A lot like love: chi non disposto a sembrare stupido non merita di essere innamorato.

Se si è alla ricerca di quella leggerezza e spensieratezza che solo una tipica storiella scandita da incontri saltuari può dare, allora il film Sballati d’amore potrebbe, almeno all’apparenza, fare al caso vostro. A lot like love -come da titolo originario- è una commedia diretta  da Nigel Cole, della durata di 107 minuti, che si svolge seguendo differenti archi temporali. 

 

Oliver ed Emily si conoscono 7 anni prima su un aereo diretto a New York: lui da poco diplomato e pieno di sogni, mentre lei appena lasciata da un chitarrista rock e a corto di speranze.
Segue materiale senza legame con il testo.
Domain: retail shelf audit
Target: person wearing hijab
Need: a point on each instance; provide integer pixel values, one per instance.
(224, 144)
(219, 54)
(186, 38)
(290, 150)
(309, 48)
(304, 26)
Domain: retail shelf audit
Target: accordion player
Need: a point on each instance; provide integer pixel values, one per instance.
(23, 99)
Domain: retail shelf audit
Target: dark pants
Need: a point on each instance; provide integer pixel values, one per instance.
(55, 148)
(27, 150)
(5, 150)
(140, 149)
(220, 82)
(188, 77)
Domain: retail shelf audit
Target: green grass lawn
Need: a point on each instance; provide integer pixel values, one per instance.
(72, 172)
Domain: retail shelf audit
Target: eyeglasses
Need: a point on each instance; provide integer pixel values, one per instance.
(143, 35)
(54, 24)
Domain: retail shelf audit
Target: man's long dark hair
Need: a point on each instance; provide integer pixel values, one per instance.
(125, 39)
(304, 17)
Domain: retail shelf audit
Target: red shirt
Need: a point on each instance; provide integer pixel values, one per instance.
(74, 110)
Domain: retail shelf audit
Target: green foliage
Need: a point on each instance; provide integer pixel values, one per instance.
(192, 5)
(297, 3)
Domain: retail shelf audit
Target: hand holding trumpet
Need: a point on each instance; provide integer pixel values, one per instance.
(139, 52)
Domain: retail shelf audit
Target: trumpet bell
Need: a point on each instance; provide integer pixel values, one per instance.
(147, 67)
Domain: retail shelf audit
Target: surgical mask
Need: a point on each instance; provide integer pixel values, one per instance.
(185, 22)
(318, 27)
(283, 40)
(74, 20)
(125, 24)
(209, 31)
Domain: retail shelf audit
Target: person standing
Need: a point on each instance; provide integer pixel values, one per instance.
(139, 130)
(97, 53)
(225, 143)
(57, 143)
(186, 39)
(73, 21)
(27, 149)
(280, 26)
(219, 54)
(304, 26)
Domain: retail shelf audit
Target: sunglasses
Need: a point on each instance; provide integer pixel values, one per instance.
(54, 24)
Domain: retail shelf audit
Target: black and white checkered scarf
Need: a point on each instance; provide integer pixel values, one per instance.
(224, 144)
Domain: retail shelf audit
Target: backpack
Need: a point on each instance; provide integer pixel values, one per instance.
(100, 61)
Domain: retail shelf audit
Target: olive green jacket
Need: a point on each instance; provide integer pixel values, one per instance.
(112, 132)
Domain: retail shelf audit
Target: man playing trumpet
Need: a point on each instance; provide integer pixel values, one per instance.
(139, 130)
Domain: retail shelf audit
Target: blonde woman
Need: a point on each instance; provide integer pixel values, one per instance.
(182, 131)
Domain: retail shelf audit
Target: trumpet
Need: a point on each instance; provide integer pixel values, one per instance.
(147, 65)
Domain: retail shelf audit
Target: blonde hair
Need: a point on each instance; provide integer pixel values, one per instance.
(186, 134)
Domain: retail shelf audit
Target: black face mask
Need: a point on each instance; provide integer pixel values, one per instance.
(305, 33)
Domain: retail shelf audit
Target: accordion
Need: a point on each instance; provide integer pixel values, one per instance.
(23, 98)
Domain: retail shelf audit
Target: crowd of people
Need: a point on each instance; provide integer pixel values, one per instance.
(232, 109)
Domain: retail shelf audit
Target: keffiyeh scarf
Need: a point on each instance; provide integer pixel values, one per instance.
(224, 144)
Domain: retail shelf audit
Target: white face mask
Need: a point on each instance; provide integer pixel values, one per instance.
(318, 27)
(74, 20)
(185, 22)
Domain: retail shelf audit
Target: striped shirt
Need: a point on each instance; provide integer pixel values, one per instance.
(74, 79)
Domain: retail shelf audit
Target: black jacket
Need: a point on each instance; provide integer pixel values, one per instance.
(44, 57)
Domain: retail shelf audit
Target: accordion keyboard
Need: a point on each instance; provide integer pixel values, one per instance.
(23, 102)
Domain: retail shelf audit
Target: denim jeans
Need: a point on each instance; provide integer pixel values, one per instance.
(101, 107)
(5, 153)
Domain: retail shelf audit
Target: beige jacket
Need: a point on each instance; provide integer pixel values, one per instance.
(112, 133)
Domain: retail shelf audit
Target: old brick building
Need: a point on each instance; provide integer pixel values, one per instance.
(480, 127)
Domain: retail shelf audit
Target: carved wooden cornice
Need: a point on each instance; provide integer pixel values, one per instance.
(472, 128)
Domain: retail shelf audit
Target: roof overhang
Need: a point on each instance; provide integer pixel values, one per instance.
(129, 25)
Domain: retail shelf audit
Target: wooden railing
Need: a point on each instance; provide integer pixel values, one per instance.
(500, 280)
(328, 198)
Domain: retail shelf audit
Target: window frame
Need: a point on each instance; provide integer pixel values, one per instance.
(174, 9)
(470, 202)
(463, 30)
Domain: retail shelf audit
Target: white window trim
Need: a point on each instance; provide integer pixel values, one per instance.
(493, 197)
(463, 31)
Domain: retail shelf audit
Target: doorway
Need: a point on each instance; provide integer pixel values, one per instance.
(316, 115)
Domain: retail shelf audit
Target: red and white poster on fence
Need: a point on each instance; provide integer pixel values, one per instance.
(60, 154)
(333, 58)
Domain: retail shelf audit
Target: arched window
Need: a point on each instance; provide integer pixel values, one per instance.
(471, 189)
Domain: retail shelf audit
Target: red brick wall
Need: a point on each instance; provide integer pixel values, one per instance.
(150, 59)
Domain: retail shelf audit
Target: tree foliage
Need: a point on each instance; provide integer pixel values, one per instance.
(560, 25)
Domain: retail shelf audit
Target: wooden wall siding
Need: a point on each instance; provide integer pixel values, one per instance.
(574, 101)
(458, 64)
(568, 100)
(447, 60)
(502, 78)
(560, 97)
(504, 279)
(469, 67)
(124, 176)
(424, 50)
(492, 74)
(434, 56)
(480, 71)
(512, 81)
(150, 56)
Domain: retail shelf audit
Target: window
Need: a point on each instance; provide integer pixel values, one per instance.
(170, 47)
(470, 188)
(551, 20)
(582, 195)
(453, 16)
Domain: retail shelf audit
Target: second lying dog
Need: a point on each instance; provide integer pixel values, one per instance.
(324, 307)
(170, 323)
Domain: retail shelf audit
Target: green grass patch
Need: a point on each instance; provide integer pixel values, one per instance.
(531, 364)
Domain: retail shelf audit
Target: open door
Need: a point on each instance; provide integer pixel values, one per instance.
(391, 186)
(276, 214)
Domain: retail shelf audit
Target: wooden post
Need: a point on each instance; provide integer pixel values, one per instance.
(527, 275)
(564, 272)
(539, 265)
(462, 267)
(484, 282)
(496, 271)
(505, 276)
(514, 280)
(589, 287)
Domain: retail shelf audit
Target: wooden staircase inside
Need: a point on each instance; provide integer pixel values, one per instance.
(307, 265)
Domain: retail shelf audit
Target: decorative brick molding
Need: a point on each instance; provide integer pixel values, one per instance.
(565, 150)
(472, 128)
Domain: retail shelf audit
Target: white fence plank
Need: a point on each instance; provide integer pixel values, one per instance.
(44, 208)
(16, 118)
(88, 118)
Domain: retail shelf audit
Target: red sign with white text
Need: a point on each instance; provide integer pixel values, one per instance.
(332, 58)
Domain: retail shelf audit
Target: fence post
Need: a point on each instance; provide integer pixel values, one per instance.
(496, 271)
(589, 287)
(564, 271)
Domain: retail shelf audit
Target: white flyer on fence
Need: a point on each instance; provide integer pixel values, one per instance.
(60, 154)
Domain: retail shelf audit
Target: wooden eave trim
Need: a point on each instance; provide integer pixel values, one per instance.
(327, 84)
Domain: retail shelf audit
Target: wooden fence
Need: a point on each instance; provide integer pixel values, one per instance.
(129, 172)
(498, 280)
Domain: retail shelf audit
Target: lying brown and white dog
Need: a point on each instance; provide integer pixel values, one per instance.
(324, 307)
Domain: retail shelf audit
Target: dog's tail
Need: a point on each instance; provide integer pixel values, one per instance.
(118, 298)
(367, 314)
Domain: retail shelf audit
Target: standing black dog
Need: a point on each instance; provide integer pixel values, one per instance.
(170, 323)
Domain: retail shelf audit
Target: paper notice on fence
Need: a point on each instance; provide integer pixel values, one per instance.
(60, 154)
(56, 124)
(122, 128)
Tra i due apparentemente nasce qualcosa o almeno quel poco che basta per ritrovarsi ad avere una scappatella in una toilette di  bordo su un volo partito da Los Angeles. Due linee distinte e distanti che si incrociano in un unico punto, situato ad alta quota, per un breve intervallo di tempo,  e poi si staccano di nuovo, per ritornare al proprio percorso: questo sembra essere il circuito dei due protagonisti, in gara a chi fugge prima. Una gara a cui Oliver, interpretato da Ashton Kutcher, non sembra voler partecipare fino in fondo: una volta scesi dall’aereo infatti, quest’ultimo cerca di conoscere meglio quella che è stata, seppur per un breve periodo di tempo, la sua compagna di viaggio. Emily - il cui ruolo è rivestito da Amanda Peet- però fugge da tale tentativo. 

Eppure i due si rincontrano poco dopo a New York -forse per caso o magari per destino- e spendono una giornata insieme, probabilmente l’ultima, improbabilmente l’unica. 

Dopo ben tre anni infatti i due si risentono a Capodanno, e stavolta è la stessa Emily a digitare il numero e ad alzare per prima la cornetta: in seguito alla rottura col fidanzato di turno, questa volta uno scrittore, decide di non voler passare la vigilia del nuovo anno da sola. I due si rincontrano di nuovo, come la prima volta, per quello che sembra essere un istante rispetto al trascorrere di una vita intera. Ma d’altronde sono sempre gli istanti a cambiare il corso degli eventi. 

 

 

Il film si erge su un crescendo di equivochi e fraintendimenti, di attimi in cui sembra che sia quasi fatta e il lieto fine sia vicino, e attimi, invece, in cui tutte le speranze dello spettatore crollano come castelli di sabbia. 

Un costante  e faticato “ci siamo quasi”, il quale  è sempre l’inizio delle più belle storie d’amore.